Low LVR product has 20-year terms
Basecorp Finance has established a new commercial mortgage product with one of its key funding partners as it looks to diversify its offerings to encompass all types of non-bank mortgage lending.
The launch signals a further move towards facilitating advisers with varied and diverse commercial products, as more advisers look towards diversification.
“Advisers are the cornerstone of our success,” said Warren Mayall, managing director at Basecorp.
“We understand the need for competitively priced and flexible products that cater to the specific requirements of advisers and their customers.”
“Our new commercial mortgage product offers further tools for advisers to deliver innovative solutions to their customers in this space and is one of the only non-bank commercial mortgage options in the market with maturities out to 20 years”.

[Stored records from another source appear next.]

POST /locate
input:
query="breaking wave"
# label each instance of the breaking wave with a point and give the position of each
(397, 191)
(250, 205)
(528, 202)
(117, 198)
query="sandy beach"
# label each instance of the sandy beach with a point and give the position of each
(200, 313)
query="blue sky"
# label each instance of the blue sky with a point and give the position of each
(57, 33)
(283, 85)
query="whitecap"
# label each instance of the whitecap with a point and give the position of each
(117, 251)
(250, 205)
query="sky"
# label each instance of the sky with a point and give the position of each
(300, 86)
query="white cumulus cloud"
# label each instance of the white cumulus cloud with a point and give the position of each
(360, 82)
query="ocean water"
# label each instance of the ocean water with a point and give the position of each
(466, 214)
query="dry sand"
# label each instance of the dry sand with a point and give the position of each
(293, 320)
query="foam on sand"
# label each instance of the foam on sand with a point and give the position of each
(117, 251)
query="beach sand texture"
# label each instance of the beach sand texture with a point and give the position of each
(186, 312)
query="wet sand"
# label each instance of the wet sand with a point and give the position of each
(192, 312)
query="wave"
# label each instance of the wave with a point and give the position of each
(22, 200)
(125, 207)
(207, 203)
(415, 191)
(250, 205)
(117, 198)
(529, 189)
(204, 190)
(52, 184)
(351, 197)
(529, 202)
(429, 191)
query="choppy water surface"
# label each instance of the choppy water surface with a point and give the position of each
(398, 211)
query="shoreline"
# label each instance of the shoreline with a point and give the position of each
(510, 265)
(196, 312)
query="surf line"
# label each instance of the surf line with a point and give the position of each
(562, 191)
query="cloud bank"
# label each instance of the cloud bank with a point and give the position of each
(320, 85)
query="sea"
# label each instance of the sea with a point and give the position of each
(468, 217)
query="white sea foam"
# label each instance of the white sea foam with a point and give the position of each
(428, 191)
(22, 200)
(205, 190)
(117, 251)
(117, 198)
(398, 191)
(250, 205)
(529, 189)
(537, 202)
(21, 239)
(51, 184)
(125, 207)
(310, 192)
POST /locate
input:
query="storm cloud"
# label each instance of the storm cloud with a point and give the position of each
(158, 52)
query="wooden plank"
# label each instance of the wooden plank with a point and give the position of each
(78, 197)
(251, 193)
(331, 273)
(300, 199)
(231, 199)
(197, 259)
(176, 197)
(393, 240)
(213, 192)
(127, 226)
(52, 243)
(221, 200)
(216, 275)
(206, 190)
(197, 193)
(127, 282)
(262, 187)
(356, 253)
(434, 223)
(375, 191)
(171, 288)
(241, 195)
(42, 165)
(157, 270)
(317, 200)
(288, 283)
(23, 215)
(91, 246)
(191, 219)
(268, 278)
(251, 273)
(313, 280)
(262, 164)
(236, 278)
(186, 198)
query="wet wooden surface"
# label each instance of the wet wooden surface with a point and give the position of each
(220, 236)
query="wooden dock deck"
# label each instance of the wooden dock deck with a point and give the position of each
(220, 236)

Breaking down Basecorp’s commercial product
The product caters to a wider range of commercial product types, including retail, industrial and office. According to Mayall, the focus primarily is “small ticket”, with conservative LVR positions, and there are no ongoing covenants or reviews.
Basecorp chief financial officer John Moody (pictured above) said the product’s interest rates were “broadly in line” with its own residential investment rates, and the offering “will sit competitively with bank floating commercial rates”.
“Maximum LVR is 60% plus fees, which we think is a very competitive proposition for the asset class particularly when combined with 20-year terms with no ongoing covenants or reviews,” said Moody.
“And borrowers will have the option of an interest only period out to three years for most loans.”
This announcement builds upon Basecorp’s growth and funding successes over the last few years as it has built a mortgage book over $1 billion.
Why branch out to commercial assets?
With the commercial finance industry steadily growing amid a multi-speed economy, it presents an opportunity for growth for both lenders and advisers.
Moody said it’s a complementary asset class for Basecorp’s short and long-term residential mortgage offerings.
“Advisers will see a very familiar underwriting approach from us, with a focus on sharp turn around times within 24 hours and pragmatic conditions,” Moody said.
“We’ve talked in the past of being a ‘one-stop shop’ for non-bank residential mortgages for advisers, and we think expanding that to all types of mortgage security is an exciting development for the Basecorp business.”
But while commercial property has been a bank product in New Zealand for some time, Moody said there have been very few long-term options for borrowers originated through advisers.
“We can contrast that with Australia, where there are a range of non-banks there offering small-ticket long-term commercial mortgages in the marketplace and healthy demand from investors for ongoing capital markets issuance,” he said.
“We see real potential for New Zealand, over time, to head the same way, and we think the product positions Basecorp well to assist advisers with new income streams as this market develops.”